Euler's Formula

Just to be clear, this is the proof for the formula $e^{ix} = \cos{x}+i\sin{x}$, not the other weird equation with the same name involving polyhedrons. Let's start by considering the expression $\frac{1}{1+x^2}$. If you were asked to integrate this expression with respect to $x$, $tan^{-1}{x}+C$ is probably the first thing that comes to mind, but what if you wanted to be a rebel and integrate it another way? The only problem you would have is that annoying second degree polynomial in the denominator.

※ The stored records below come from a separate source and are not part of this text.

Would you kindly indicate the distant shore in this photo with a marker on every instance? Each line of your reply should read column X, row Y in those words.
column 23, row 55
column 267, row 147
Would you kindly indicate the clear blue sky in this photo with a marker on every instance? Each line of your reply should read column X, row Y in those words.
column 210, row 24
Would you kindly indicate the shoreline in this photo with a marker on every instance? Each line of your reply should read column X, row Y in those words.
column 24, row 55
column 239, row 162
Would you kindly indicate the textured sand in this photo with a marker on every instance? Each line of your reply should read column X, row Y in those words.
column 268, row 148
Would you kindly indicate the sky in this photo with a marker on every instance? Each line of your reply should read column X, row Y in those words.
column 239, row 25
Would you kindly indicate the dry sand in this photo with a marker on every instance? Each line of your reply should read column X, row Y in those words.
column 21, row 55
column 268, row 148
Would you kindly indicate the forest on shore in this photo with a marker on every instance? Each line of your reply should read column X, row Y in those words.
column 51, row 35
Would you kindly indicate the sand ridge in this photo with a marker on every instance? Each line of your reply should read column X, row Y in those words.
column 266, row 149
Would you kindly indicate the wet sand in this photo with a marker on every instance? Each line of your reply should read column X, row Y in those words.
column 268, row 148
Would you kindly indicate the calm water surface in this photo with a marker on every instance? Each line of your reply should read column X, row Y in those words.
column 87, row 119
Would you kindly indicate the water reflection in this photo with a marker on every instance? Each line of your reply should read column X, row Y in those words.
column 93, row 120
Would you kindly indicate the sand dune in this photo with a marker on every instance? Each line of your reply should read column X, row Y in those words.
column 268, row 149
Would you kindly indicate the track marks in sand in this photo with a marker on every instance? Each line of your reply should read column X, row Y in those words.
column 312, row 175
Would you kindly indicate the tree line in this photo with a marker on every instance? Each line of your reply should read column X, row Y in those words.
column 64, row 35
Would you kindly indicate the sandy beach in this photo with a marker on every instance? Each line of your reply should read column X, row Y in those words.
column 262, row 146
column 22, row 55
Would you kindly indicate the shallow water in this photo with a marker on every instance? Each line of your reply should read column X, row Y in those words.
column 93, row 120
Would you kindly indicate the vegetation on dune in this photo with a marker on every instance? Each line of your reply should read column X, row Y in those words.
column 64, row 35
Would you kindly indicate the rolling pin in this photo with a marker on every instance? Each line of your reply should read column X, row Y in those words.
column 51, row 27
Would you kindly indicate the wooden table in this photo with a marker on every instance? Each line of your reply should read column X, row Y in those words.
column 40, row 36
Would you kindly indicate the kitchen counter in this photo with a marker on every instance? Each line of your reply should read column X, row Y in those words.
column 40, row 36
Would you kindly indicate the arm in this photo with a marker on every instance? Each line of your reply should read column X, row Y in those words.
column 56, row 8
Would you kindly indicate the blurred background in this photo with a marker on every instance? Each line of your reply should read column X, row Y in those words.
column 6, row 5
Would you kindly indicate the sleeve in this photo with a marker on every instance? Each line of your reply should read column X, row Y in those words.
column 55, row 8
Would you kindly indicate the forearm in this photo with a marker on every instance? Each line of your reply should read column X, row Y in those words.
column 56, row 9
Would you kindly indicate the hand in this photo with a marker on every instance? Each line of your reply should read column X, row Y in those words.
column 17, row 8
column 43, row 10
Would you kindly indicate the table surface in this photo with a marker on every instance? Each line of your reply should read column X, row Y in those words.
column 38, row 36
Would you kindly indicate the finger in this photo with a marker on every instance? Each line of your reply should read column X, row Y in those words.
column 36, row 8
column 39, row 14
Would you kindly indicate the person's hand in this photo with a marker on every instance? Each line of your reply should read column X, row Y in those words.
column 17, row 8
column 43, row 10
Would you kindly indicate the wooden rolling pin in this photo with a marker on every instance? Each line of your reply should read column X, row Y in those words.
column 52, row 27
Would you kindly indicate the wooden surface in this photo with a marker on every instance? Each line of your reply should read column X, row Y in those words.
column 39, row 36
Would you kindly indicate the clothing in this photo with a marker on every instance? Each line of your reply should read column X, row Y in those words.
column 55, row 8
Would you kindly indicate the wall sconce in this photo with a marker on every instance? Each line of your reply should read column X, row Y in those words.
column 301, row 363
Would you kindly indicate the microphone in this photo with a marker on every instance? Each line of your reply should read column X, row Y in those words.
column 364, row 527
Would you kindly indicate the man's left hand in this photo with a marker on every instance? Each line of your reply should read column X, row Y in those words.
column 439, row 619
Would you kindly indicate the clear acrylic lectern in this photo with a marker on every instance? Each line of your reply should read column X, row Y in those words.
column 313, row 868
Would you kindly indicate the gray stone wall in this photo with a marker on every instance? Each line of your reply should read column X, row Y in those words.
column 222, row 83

Let's see if using imaginary numbers helps:

\begin{equation}
\frac{1}{1+x^2} = \frac{1}{2} \frac{1-ix+1+ix}{1+x^2}
\end{equation}
\begin{equation}
\frac{1}{1+x^2} = \frac{1}{2} \frac{1-ix+1+ix}{(1+ix)(1-ix)}
\end{equation}
\begin{equation}
\frac{1}{1+x^2} = \frac{1}{2} \left(\frac{1}{1+ix}+\frac{1}{1-ix}\right)
\end{equation}

And now, if we integrate both sides with respect to $x$:

\begin{equation}
\int\frac{1}{1+x^2}dx = \frac{1}{2} \int\left(\frac{1}{1+ix} + \frac{1}{1-ix}\right)dx
\end{equation}
\begin{equation}
\tan^{-1}{x} = \frac{-i}{2} [\text{Log}(1+ix)-\text{Log}(1-ix)] + C
\end{equation}

In case you didn't know, $\text{Log}{z}$ is the complex logarithm of $z$, defined by $\exp{\text{Log}z}=z$ where $z$ is any complex number. (To prove that $\frac{d}{dz}\text{Log}z = z^{-1}$, simply differentiate both sides of the statement, $\exp{\text{Log}z}=z$, using the chain rule and solve for $\frac{d}{dz}\text{Log}z$.)

\begin{equation}
2i\tan^{-1}{x}-2iC = \text{Log}(1+ix) - \text{Log}(1-ix)
\end{equation}
\begin{equation}
\exp\left(2i\tan^{-1}{x} - 2iC\right) = \exp[\text{Log}(1+ix)-\text{Log}(1-ix)]
\end{equation}
\begin{equation}
\exp\left(2i\tan^{-1}{x} - 2iC\right) = \frac{1+ix}{1-ix}
\end{equation}

That is an interesting relation, but can we simplify even further? Recall that $\cos{\tan^{-1}{x}} = 1/\sqrt{1+x^2}$ and $\sin{\tan^{-1}{x}} = x/\sqrt{1+x^2}$. (These trigonometric identities can be derived by considering a right triangle with an angle of $\tan^{-1}{x}$, an opposite leg length of $x$, an adjacent leg length of $1$ and a hypotenuse length of $\sqrt{1+x^2}$.) If we manipulate equation $(8)$ a little, these trigonometric identities can come in handy.

\begin{equation}
\exp\left(2i\tan^{-1}{x} - 2iC\right) = \frac{(1+ix)^2}{1+x^2}
\end{equation}

Let $A=\pm{e^{-iC}}$.

\begin{equation}
A\exp\left( i\tan^{-1}{x} \right) = \frac{1+ix}{\sqrt{1+x^2}}
\end{equation}
\begin{equation}
A\exp\left( i\tan^{-1}{x} \right) = \cos\tan^{-1}{x} + i\sin\tan^{-1}{x}
\end{equation}
\begin{equation}
Ae^{ix}=\cos{x}+i\sin{x} ,\qquad -\frac{\pi}{2} < x < \frac{\pi}{2} \end{equation}

If we substitute in $0$ for $x$, we find that $A=1$.

\begin{equation}
e^{ix}= \cos{x}+i\sin{x} ,\qquad -\frac{\pi}{2} < x < \frac{\pi}{2} \end{equation}

Now, to show that $e^{ix} = \cos{x}+i\sin{x}$ is true for all $x$, note that both $y=e^{ix}$ and $y = \cos{x}+i\sin{x}$ are solutions to the first-order differential equation $\frac{dy}{dx} = iy$ for all $x$, and both solutions share the point $(0,1)$. Therefore, the two solutions are equal for all $x$.

\begin{equation}
e^{ix} = \cos{x}+i\sin{x}
\end{equation}

And that's Euler's formula. This equation is quite important when dealing with stuff like Fourier Transforms and is an active ingredient in quantum mechanical wave functions, because it allows you to write complex wave forms as exponential functions.